The authors retrospectively reviewed the data of 94 eyes of patients with mild KC who had undergone computerized videokeratography (Orbscan IIz; Bausch & Lomb Surgical, Rochester, NY) at least twice at an interval of ≥1 year. Patients with an increase of ≥1.50 diopters (D) in the central keratometry (K) were placed in the progression group, and the others were placed in the nonprogression group. In each group, the quantitative topographic parameters were compared and tested as predictive factors for KC progression. Additionally, corneal astigmatic changes were evaluated by means of vector analysis.

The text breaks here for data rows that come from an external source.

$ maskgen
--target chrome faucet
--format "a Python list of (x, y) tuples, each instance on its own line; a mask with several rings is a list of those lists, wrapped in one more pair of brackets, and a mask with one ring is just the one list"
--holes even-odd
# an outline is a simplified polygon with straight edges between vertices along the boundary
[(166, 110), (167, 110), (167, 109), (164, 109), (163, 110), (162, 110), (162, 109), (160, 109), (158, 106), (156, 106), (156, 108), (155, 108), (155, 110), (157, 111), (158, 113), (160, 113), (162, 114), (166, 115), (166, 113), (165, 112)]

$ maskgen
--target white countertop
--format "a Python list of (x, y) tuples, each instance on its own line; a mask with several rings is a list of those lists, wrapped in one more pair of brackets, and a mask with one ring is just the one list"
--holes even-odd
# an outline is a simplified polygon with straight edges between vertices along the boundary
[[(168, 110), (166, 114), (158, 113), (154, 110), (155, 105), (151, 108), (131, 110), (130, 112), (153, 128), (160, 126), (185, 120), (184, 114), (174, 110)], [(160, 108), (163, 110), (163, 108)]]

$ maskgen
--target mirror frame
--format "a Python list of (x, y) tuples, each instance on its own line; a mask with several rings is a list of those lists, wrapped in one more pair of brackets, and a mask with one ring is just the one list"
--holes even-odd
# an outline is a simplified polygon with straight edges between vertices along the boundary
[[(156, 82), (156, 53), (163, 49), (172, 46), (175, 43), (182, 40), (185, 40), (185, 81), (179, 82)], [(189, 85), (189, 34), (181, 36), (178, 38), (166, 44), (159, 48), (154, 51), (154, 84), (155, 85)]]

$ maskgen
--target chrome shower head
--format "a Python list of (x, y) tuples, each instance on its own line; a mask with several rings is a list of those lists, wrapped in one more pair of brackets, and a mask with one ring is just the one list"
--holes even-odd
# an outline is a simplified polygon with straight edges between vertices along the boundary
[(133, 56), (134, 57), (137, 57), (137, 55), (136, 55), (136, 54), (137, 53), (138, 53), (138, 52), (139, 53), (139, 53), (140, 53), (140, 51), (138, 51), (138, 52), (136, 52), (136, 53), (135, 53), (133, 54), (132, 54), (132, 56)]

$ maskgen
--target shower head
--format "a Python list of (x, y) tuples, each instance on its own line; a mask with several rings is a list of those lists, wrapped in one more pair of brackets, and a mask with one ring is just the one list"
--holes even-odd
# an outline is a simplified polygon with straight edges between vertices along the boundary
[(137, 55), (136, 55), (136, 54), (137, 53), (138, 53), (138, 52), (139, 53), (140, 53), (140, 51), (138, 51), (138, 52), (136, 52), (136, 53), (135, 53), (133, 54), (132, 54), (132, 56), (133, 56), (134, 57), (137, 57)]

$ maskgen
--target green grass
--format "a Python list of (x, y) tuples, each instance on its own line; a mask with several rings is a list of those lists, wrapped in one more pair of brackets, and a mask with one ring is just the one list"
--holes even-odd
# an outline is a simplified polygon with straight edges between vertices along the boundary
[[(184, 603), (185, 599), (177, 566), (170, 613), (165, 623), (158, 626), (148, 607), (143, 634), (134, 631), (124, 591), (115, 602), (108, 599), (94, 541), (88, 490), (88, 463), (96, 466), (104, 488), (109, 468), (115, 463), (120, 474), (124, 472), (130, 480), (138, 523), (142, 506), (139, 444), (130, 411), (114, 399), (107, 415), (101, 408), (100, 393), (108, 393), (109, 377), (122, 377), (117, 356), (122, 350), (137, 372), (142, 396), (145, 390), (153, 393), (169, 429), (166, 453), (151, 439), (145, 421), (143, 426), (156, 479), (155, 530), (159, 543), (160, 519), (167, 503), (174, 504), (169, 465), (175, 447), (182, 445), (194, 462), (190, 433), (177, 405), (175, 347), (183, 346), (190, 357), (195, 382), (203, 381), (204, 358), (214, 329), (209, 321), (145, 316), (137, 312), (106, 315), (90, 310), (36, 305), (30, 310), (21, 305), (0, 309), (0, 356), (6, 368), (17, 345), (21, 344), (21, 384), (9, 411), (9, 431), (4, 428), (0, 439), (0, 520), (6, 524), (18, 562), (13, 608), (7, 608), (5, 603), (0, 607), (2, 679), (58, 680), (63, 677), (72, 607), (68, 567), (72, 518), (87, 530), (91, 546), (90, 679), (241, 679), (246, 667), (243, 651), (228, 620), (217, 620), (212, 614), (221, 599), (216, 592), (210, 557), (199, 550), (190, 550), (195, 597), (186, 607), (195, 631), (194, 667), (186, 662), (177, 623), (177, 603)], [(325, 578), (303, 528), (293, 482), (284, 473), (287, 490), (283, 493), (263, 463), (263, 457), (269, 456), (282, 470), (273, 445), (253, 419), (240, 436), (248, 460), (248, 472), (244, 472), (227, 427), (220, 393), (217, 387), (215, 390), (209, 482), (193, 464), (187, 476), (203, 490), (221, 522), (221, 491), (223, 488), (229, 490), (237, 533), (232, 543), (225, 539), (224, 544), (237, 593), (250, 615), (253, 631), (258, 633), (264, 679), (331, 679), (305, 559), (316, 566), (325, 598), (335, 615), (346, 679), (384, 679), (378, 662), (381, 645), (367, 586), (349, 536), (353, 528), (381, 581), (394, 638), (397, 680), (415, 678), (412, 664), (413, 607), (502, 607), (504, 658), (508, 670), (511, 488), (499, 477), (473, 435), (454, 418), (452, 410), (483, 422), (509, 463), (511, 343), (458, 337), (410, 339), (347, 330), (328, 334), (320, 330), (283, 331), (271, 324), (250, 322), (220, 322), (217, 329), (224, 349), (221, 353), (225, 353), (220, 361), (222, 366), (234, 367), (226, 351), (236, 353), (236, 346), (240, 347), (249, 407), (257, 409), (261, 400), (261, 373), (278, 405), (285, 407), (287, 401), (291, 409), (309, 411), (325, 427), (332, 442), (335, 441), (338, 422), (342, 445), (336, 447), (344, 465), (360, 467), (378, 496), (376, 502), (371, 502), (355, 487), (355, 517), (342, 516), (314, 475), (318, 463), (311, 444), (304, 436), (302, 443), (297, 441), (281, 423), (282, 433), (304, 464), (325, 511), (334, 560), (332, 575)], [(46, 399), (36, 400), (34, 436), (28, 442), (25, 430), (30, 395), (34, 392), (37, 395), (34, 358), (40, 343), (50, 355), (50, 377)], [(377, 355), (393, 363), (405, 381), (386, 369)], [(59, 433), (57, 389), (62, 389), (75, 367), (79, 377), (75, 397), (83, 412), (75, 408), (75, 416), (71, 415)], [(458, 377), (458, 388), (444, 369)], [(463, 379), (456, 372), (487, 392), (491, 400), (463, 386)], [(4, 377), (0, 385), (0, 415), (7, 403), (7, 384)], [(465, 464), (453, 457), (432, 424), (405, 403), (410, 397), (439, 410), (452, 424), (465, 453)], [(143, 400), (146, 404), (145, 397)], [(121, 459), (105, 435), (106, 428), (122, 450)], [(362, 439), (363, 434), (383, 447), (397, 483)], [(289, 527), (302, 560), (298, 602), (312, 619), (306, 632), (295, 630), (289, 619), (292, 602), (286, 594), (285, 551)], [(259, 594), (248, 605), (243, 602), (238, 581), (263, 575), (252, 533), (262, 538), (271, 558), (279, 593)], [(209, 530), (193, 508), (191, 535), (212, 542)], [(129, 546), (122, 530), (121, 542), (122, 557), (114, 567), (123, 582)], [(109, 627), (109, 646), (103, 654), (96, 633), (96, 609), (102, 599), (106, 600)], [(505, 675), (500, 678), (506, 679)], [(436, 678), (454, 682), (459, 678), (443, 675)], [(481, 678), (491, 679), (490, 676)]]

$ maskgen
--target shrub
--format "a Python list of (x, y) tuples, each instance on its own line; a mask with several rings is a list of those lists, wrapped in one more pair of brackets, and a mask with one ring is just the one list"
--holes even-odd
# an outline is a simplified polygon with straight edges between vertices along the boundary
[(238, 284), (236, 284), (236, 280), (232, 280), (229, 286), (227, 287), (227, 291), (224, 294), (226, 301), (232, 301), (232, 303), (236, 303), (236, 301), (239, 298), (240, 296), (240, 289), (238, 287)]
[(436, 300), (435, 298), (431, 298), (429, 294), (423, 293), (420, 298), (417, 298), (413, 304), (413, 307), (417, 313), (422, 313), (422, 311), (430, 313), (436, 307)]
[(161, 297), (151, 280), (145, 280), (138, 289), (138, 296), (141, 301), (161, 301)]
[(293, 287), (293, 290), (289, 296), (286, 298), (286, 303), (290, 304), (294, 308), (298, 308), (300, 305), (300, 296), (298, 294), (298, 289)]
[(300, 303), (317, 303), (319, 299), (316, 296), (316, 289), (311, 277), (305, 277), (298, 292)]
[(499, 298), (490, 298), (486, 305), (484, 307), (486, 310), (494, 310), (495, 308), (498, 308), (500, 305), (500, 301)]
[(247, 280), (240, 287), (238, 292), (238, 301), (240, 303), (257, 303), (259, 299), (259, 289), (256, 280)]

In total, 94 eyes of 85 patients were included. Twenty-five of 94 (26.5%) eyes showed progression of the central K ≥1.50 D; progression took 3.5 years on average. Median time to progression by Kaplan-Meier analysis was 12 years. Significant predictors for KC progression were as follows: highest point on the anterior elevation from the anterior best-fit sphere (BFS), ≥0.04 mm; irregularity index at 3 mm, ≥6.5 D; irregularity index at 5 mm, ≥6.0 D; thinnest pachymetry, <350 μm at baseline examination; yearly change rate of anterior BFS, ≥0.1 D/y; central K, ≥0.1 D/y; simulated K in maximum, ≥0.15 D/y; simulated K in minimum, ≥0.2 D/y; and anterior chamber depth, ≥0.0 mm/y. The dominant with-the-rule pattern of astigmatism at the baseline examination was changed to an oblique pattern of astigmatism at the last examination.
Mild KC tended to be progressive in approximately 25% of patients, and progression lasted 3.5 years on average. Longitudinal changes in the corneal topography quantitative indices can be used as predictors of KC progression.